Yesterday Nick Clegg's announcement on the Green Investment Bank tipped the Guardian's Green-o-meter from slightly worse than middle of the road to bang in the middle - hardly a great achievement.
Not even last week’s decision to accept the Committee on Climate Change’s fourth carbon budget, which commits the UK to a 50 per cent reduction of carbon emissions by 2025, was enough to significantly tip the scales after a year of fairly shaky environmental policy. Signing up to the budget doesn’t necessarily mean we know how we’re going to get there, but the Green Investment Bank has the potential to greatly facilitate our course towards this target.
So what news did we actually learn about the bank? We’ve got a date: the bank will be able to make investments from April 2012; we’ve got a potential chair - rumours suggest Sir Adrian Montague, previously chairman of British Energy and current chair of 3i; and we’ve got an idea of what the bank’s initial priories might be.
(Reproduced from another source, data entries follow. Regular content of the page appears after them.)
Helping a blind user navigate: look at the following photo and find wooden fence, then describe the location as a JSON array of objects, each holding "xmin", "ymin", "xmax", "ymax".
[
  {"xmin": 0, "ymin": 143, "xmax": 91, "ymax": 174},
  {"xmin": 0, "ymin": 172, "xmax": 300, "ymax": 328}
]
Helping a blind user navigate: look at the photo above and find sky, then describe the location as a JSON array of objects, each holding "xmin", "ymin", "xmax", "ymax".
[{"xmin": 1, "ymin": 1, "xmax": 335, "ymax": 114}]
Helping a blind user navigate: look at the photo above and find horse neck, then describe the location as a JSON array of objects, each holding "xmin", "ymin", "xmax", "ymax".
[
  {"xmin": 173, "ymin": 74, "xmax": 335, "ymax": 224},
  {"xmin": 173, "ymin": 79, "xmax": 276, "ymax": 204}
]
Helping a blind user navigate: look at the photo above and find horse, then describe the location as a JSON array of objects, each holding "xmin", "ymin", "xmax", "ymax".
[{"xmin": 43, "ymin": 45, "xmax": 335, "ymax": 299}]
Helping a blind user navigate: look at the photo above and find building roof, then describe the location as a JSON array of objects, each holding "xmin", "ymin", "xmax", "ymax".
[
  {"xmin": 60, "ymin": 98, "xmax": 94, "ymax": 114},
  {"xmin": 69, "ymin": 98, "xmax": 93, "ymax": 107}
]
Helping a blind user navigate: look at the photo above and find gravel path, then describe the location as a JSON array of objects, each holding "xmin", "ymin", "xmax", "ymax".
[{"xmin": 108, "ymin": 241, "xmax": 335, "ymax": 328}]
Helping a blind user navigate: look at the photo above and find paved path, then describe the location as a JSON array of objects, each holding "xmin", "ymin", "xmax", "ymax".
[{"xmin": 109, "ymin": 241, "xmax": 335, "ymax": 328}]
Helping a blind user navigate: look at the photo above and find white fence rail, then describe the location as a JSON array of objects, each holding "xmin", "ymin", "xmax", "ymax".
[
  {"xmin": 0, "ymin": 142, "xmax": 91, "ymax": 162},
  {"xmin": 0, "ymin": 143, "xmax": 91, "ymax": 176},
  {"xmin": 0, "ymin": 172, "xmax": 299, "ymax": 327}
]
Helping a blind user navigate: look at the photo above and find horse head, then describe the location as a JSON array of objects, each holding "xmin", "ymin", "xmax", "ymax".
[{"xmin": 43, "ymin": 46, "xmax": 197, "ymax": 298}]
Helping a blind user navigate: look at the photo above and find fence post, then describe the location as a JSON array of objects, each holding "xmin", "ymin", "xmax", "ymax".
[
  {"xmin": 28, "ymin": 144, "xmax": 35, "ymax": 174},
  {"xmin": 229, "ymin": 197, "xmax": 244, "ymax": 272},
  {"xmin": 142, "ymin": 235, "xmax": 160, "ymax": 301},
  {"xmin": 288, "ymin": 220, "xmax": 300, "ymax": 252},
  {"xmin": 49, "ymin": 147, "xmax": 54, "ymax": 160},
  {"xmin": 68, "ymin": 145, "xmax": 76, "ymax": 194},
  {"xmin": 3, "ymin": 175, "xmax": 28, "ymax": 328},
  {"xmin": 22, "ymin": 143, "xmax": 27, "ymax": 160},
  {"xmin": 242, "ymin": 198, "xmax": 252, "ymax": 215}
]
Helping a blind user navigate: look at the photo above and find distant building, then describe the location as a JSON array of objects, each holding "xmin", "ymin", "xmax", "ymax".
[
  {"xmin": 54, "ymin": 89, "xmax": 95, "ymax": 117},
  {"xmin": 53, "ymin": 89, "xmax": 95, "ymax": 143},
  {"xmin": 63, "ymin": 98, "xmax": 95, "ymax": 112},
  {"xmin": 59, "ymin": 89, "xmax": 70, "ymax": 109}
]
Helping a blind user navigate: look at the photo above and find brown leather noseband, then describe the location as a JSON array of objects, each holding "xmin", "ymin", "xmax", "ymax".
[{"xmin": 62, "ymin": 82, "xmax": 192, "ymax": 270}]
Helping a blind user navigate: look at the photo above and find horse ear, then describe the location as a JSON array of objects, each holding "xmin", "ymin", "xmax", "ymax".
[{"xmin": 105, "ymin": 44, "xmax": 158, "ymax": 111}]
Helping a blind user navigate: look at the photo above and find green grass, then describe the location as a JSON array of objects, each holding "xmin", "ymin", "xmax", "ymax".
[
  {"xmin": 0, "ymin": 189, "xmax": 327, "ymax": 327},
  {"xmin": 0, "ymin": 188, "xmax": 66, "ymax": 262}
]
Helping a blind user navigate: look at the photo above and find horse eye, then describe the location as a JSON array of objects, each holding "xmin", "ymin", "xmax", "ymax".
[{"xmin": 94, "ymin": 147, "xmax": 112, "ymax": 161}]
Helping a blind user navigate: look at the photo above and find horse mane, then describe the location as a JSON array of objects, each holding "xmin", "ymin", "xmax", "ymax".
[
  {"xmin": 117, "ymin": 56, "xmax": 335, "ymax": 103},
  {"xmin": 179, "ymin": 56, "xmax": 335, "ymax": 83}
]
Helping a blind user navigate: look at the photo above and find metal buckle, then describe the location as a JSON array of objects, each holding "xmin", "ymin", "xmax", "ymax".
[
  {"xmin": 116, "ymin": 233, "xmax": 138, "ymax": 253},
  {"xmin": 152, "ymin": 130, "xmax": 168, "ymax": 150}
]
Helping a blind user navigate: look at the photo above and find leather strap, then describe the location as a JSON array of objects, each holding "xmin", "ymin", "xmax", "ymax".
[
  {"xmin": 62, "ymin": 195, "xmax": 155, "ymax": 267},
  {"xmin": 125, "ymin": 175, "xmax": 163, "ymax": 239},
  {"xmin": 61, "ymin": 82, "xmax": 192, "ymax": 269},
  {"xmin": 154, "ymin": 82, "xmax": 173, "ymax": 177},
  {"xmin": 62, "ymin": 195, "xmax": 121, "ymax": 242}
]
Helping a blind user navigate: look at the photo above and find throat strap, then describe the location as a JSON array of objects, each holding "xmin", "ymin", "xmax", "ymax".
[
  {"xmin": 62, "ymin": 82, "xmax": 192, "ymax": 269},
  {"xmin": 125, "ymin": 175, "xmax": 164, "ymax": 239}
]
In his speech Clegg noted that ‘possible early priorities for the Bank are offshore wind, waste, and non-domestic energy efficiency.’
This all sounds very good and it will no doubt provide assurance to wind turbine manufacturers like Vestas, that we have the market and regulatory certainty and the stable policy framework they seek before investing further in the UK. It may even help tip the balance on Vestas’ decision to go ahead with their proposed turbine factory in Kent. For this fact alone the announcements can only be welcomed.
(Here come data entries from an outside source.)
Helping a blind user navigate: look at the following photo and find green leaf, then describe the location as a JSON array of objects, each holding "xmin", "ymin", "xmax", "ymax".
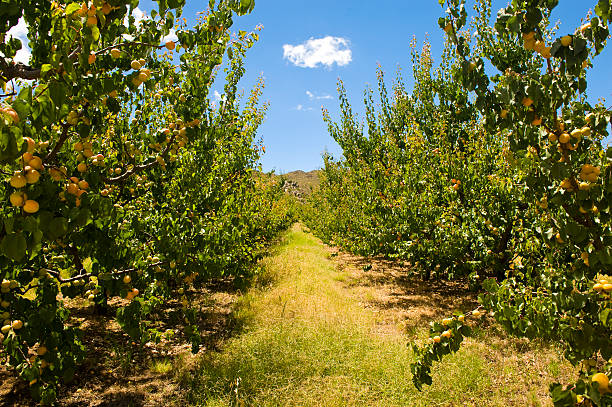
[
  {"xmin": 65, "ymin": 3, "xmax": 82, "ymax": 15},
  {"xmin": 1, "ymin": 232, "xmax": 27, "ymax": 261},
  {"xmin": 49, "ymin": 81, "xmax": 67, "ymax": 107}
]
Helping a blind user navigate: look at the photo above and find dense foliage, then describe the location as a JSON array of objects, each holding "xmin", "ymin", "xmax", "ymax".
[
  {"xmin": 303, "ymin": 0, "xmax": 612, "ymax": 405},
  {"xmin": 0, "ymin": 0, "xmax": 293, "ymax": 402}
]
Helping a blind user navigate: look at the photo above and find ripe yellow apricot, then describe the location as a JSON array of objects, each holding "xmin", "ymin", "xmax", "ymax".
[
  {"xmin": 9, "ymin": 191, "xmax": 25, "ymax": 207},
  {"xmin": 23, "ymin": 200, "xmax": 39, "ymax": 213},
  {"xmin": 1, "ymin": 325, "xmax": 10, "ymax": 334},
  {"xmin": 123, "ymin": 275, "xmax": 131, "ymax": 284},
  {"xmin": 130, "ymin": 60, "xmax": 142, "ymax": 70},
  {"xmin": 29, "ymin": 156, "xmax": 43, "ymax": 170},
  {"xmin": 86, "ymin": 15, "xmax": 97, "ymax": 27},
  {"xmin": 581, "ymin": 127, "xmax": 592, "ymax": 138},
  {"xmin": 4, "ymin": 107, "xmax": 20, "ymax": 123},
  {"xmin": 78, "ymin": 180, "xmax": 89, "ymax": 190},
  {"xmin": 592, "ymin": 373, "xmax": 610, "ymax": 393},
  {"xmin": 533, "ymin": 40, "xmax": 545, "ymax": 53},
  {"xmin": 110, "ymin": 48, "xmax": 121, "ymax": 59},
  {"xmin": 22, "ymin": 152, "xmax": 33, "ymax": 162},
  {"xmin": 500, "ymin": 110, "xmax": 508, "ymax": 119},
  {"xmin": 458, "ymin": 315, "xmax": 465, "ymax": 322},
  {"xmin": 548, "ymin": 133, "xmax": 558, "ymax": 142},
  {"xmin": 441, "ymin": 330, "xmax": 452, "ymax": 338},
  {"xmin": 73, "ymin": 141, "xmax": 83, "ymax": 152},
  {"xmin": 523, "ymin": 31, "xmax": 535, "ymax": 41},
  {"xmin": 561, "ymin": 35, "xmax": 572, "ymax": 47},
  {"xmin": 444, "ymin": 23, "xmax": 452, "ymax": 33},
  {"xmin": 583, "ymin": 172, "xmax": 598, "ymax": 183},
  {"xmin": 433, "ymin": 335, "xmax": 441, "ymax": 343},
  {"xmin": 77, "ymin": 163, "xmax": 87, "ymax": 172},
  {"xmin": 522, "ymin": 97, "xmax": 533, "ymax": 107},
  {"xmin": 559, "ymin": 133, "xmax": 570, "ymax": 143},
  {"xmin": 532, "ymin": 117, "xmax": 542, "ymax": 126},
  {"xmin": 605, "ymin": 284, "xmax": 612, "ymax": 293},
  {"xmin": 523, "ymin": 38, "xmax": 535, "ymax": 50},
  {"xmin": 10, "ymin": 172, "xmax": 27, "ymax": 188},
  {"xmin": 25, "ymin": 168, "xmax": 40, "ymax": 184},
  {"xmin": 559, "ymin": 179, "xmax": 573, "ymax": 190},
  {"xmin": 101, "ymin": 3, "xmax": 112, "ymax": 15},
  {"xmin": 165, "ymin": 41, "xmax": 176, "ymax": 50},
  {"xmin": 570, "ymin": 129, "xmax": 582, "ymax": 139},
  {"xmin": 131, "ymin": 77, "xmax": 142, "ymax": 87},
  {"xmin": 442, "ymin": 318, "xmax": 452, "ymax": 326},
  {"xmin": 11, "ymin": 320, "xmax": 23, "ymax": 330},
  {"xmin": 88, "ymin": 53, "xmax": 96, "ymax": 64},
  {"xmin": 37, "ymin": 346, "xmax": 47, "ymax": 356}
]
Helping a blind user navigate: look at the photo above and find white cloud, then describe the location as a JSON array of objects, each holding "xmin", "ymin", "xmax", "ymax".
[
  {"xmin": 295, "ymin": 104, "xmax": 313, "ymax": 112},
  {"xmin": 306, "ymin": 90, "xmax": 332, "ymax": 100},
  {"xmin": 211, "ymin": 90, "xmax": 225, "ymax": 107},
  {"xmin": 6, "ymin": 17, "xmax": 31, "ymax": 65},
  {"xmin": 161, "ymin": 28, "xmax": 178, "ymax": 44},
  {"xmin": 283, "ymin": 36, "xmax": 352, "ymax": 68},
  {"xmin": 124, "ymin": 7, "xmax": 147, "ymax": 28},
  {"xmin": 122, "ymin": 7, "xmax": 148, "ymax": 41}
]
But it’s hard not to feel these initial priorities are erring a little too far on the side of caution. Yes, it’s important that the government support off-shore wind, but compared to other more fledgling technologies such as tidal or wave power, this kind of power is comparatively well developed. If we are to meet our renewable energy target of 15 per cent of energy from renewables by 2020, we can’t rely on wind alone.
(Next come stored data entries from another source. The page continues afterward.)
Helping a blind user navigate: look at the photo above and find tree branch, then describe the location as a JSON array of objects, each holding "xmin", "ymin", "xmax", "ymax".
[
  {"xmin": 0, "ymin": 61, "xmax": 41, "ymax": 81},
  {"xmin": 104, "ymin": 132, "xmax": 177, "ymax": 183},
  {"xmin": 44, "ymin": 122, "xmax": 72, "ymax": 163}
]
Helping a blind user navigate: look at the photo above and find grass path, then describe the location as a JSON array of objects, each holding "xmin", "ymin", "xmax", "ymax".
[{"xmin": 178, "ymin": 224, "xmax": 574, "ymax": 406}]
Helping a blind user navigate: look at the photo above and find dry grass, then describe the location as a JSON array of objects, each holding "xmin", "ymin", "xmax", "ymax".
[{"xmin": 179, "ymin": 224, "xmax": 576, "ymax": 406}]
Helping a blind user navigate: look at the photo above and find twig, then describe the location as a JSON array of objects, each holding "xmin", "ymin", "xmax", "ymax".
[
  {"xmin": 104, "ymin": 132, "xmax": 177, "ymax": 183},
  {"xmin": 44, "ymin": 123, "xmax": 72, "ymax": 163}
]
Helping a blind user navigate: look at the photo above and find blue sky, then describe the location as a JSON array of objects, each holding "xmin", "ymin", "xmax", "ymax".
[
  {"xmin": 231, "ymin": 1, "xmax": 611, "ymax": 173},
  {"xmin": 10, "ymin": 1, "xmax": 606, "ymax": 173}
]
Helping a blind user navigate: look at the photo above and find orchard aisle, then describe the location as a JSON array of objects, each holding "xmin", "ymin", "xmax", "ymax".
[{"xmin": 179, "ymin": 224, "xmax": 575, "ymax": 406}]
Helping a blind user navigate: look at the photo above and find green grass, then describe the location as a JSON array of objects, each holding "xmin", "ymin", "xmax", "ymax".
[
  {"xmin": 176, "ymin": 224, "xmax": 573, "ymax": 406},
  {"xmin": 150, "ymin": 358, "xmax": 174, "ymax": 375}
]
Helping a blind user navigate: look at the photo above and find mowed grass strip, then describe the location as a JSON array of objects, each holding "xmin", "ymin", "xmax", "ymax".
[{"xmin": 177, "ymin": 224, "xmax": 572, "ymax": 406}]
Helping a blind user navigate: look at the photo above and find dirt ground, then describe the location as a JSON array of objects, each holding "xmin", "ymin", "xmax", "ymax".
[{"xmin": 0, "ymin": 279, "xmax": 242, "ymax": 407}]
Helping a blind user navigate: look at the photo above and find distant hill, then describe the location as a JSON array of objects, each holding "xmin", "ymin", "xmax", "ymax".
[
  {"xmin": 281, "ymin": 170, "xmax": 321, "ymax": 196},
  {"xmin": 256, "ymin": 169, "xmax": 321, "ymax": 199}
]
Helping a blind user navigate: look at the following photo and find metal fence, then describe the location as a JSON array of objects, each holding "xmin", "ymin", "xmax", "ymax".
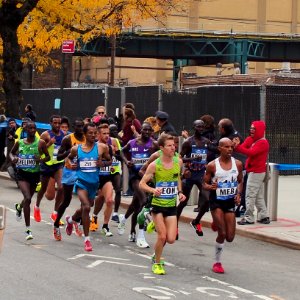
[{"xmin": 22, "ymin": 84, "xmax": 300, "ymax": 173}]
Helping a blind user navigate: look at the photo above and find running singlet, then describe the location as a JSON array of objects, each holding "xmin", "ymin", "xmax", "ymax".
[
  {"xmin": 45, "ymin": 130, "xmax": 65, "ymax": 165},
  {"xmin": 64, "ymin": 133, "xmax": 86, "ymax": 169},
  {"xmin": 16, "ymin": 138, "xmax": 40, "ymax": 172},
  {"xmin": 212, "ymin": 157, "xmax": 238, "ymax": 201},
  {"xmin": 77, "ymin": 143, "xmax": 99, "ymax": 185},
  {"xmin": 189, "ymin": 137, "xmax": 207, "ymax": 171},
  {"xmin": 110, "ymin": 138, "xmax": 122, "ymax": 175},
  {"xmin": 99, "ymin": 143, "xmax": 113, "ymax": 176},
  {"xmin": 151, "ymin": 155, "xmax": 180, "ymax": 208},
  {"xmin": 129, "ymin": 138, "xmax": 153, "ymax": 171}
]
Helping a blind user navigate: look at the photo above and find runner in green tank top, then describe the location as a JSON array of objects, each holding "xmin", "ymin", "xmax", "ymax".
[
  {"xmin": 139, "ymin": 133, "xmax": 186, "ymax": 275},
  {"xmin": 10, "ymin": 121, "xmax": 50, "ymax": 241}
]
Tidal power has the potential to provide around a quarter of the country’s electricity, with 100 per cent reliability. Wave power could grow into a sector worth over £2bn, according to experts. However high capital costs and the investment risk due to the developing nature of these technologies mean that government investment is critical to realising the potential of the marine sector. We've already lost the marine renewable development fund, worth over £40 million; so let's hope that the government can use the Green Investment Bank to turn our marine potential into reality.